Kate Andrews Kate Andrews

Can Starmer force the NHS to change?

Keir Starmer (Credit: Getty images)

‘Hear me when I say this – no more money without reform.’ That was the Prime Minister’s message to the NHS only in September, when he promised the biggest reform of the health service since its founding. 

But that’s not quite how it has panned out. Labour’s first Budget, which raised an additional £40 billion in tax, also announced an additional £22 billion for day-to-day spending within the NHS. Having allocated more than half of the tax rises to the health service, the promise from Keir Starmer and Rachel Reeves was that improvements would be forthcoming. It’s not obvious, however, that the NHS agrees. 

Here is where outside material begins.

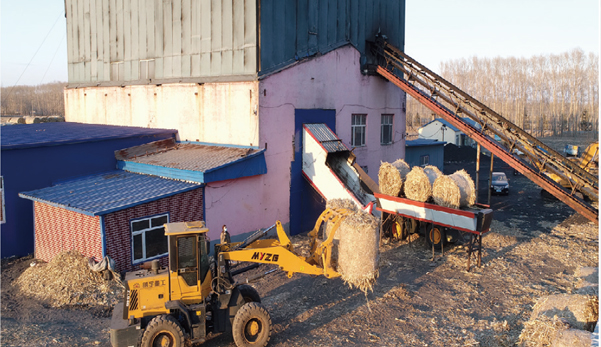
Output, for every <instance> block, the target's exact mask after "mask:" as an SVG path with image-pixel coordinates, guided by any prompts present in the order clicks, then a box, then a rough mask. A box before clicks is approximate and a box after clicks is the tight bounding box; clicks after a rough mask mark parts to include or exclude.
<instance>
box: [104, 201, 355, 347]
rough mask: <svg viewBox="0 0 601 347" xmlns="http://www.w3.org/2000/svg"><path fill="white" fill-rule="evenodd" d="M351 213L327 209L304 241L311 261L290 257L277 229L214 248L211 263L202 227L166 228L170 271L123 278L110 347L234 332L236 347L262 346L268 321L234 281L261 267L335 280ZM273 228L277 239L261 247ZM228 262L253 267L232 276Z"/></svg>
mask: <svg viewBox="0 0 601 347" xmlns="http://www.w3.org/2000/svg"><path fill="white" fill-rule="evenodd" d="M348 213H349V211H348V210H343V209H339V210H333V209H327V210H326V211H324V212H323V213H322V214H321V216H320V217H319V219H318V220H317V222H316V224H315V228H314V229H313V230H312V231H311V232H310V233H309V237H310V238H311V251H310V255H309V257H302V256H300V255H298V254H296V253H295V252H294V248H293V246H292V244H291V242H290V239H289V238H288V236H287V235H286V233H285V232H284V230H283V228H282V225H281V223H280V222H279V221H277V222H276V223H275V224H274V225H273V226H271V227H270V228H267V229H266V230H262V231H258V232H257V233H255V234H253V235H252V236H251V237H249V238H248V239H247V240H246V241H244V242H237V243H236V242H235V243H226V244H217V245H215V252H214V256H213V257H210V256H209V245H210V242H209V239H208V237H207V232H208V231H209V230H208V229H207V228H206V227H205V223H204V222H203V221H198V222H183V223H167V224H165V235H166V236H167V238H168V247H169V268H168V269H167V268H159V262H158V260H154V261H152V262H149V263H146V264H145V266H144V269H142V270H139V271H133V272H128V273H127V274H126V275H125V285H126V289H127V290H126V297H125V301H124V302H121V303H118V304H117V305H116V306H115V308H114V310H113V317H112V320H111V329H110V338H111V344H112V345H113V347H128V346H140V347H151V346H169V347H179V346H184V344H185V343H186V342H187V341H189V342H192V343H201V342H204V341H205V340H206V339H207V336H208V335H209V334H210V333H221V332H225V331H228V330H231V332H232V335H233V338H234V342H235V343H236V345H237V346H240V347H241V346H265V345H267V343H268V342H269V339H270V336H271V317H270V315H269V313H268V312H267V310H266V309H265V308H264V307H263V306H262V305H261V298H260V296H259V293H258V292H257V291H256V290H255V289H254V288H253V287H251V286H249V285H246V284H242V283H239V282H237V281H235V280H234V279H233V276H234V275H235V274H238V273H242V272H245V271H248V270H250V269H251V268H254V267H257V266H258V264H260V263H263V264H275V265H278V266H279V268H280V269H281V270H283V271H285V272H286V273H287V275H288V277H292V275H293V274H294V273H296V272H299V273H304V274H310V275H324V276H326V277H327V278H334V277H338V276H340V274H339V273H337V272H336V270H335V269H336V263H335V260H333V259H332V258H331V254H332V243H333V239H334V234H335V232H336V230H337V228H338V226H339V225H340V222H341V221H342V219H343V218H344V217H345V216H346V215H347V214H348ZM324 221H325V222H328V223H332V224H333V227H331V228H328V229H330V230H329V233H328V235H327V238H326V239H325V240H323V237H320V231H321V226H322V223H323V222H324ZM273 228H276V232H277V236H278V238H277V239H262V237H264V236H265V235H266V234H267V233H268V232H269V231H270V230H272V229H273ZM230 261H240V262H251V263H257V264H252V265H250V266H247V267H246V268H244V269H240V270H237V271H236V273H233V272H232V271H230ZM263 275H264V274H262V275H259V276H255V279H256V278H260V277H262V276H263ZM247 281H248V279H247Z"/></svg>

There is never a circumstance where enough resources have been allocated for the NHS to exist in any state but a crisis

The front page of today’s Times is a briefing – or warning – from NHS officials to the Labour party. Starmer is expected to announce in his ‘plan for change’ on Thursday that the NHS will finally meet its target of carrying out 92 per cent of operations within 18 weeks. This is not a new target, but an outstanding one which has not been met for nearly a decade. Yet the response from the NHS, tasked with finally having to meet this target by the end of this Parliament, is not an enthusiastic one. Instead, NHS England is suggesting that meeting the target for routine procedures could turn A&E services into ‘war zones’, while also jeopardising the service’s ability to improve access to mental health treatment. 

It’s hardly surprising that this is the NHS’s immediate response. Even when more money has been offered up to the service with clear deliverables attached, the NHS has still gone on to downgrade what can be achieved (including the multi-billion pound top-up to address the post-Covid waiting lists). There is never a circumstance where enough – or more than enough – resources have been allocated for the NHS to exist in any state but a crisis. 

The growing problem for the health service, however, is that the numbers tell a different story. NHS spending is at its highest level on record (minus pandemic spending), now sitting comfortably in the top third healthcare budgets across the OECD. And while staff and money has increased dramatically since the pandemic, productivity within the NHS is still well below 2019 levels.

It is increasingly clear that the NHS is doing less with a lot more resources at its disposal: and that was true even before this £22 billion cash injection. But while the optics are a growing problem for the health service, coming up with a plan for reform remains perhaps the biggest challenge facing this new government (details of which we are expecting to hear in spring next year from the Health Secretary Wes Streeting). 

The early pay-out has made the process much harder. Having made £22 billion the baseline payment, with no strings attached, what is the NHS going to demand to reach its outstanding targets, or to make serious changes to the way the service runs? What will the price tag be for extended hours, which is part of the government’s reform agenda – and what happens when there are first attempts to bring pay in line with the new league tables recently announced by Streeting?

It’s notable that the Prime Minister’s reset speech this week is going to announce an NHS ambition that is already on the books, albeit not being met. This might be an early indicator that the government is already scaling back its ambition for reform – not because of public appetite, but because of the hurdles that exist with the system. Waiting over four months for routine treatment – especially if a patient is experiencing pain – is not exactly how many would define world-class access to care.

But even this will be very difficult. Having done exactly the opposite of what was pledged – handing over billions without plans for reform – the scale of the challenge has become immensely greater.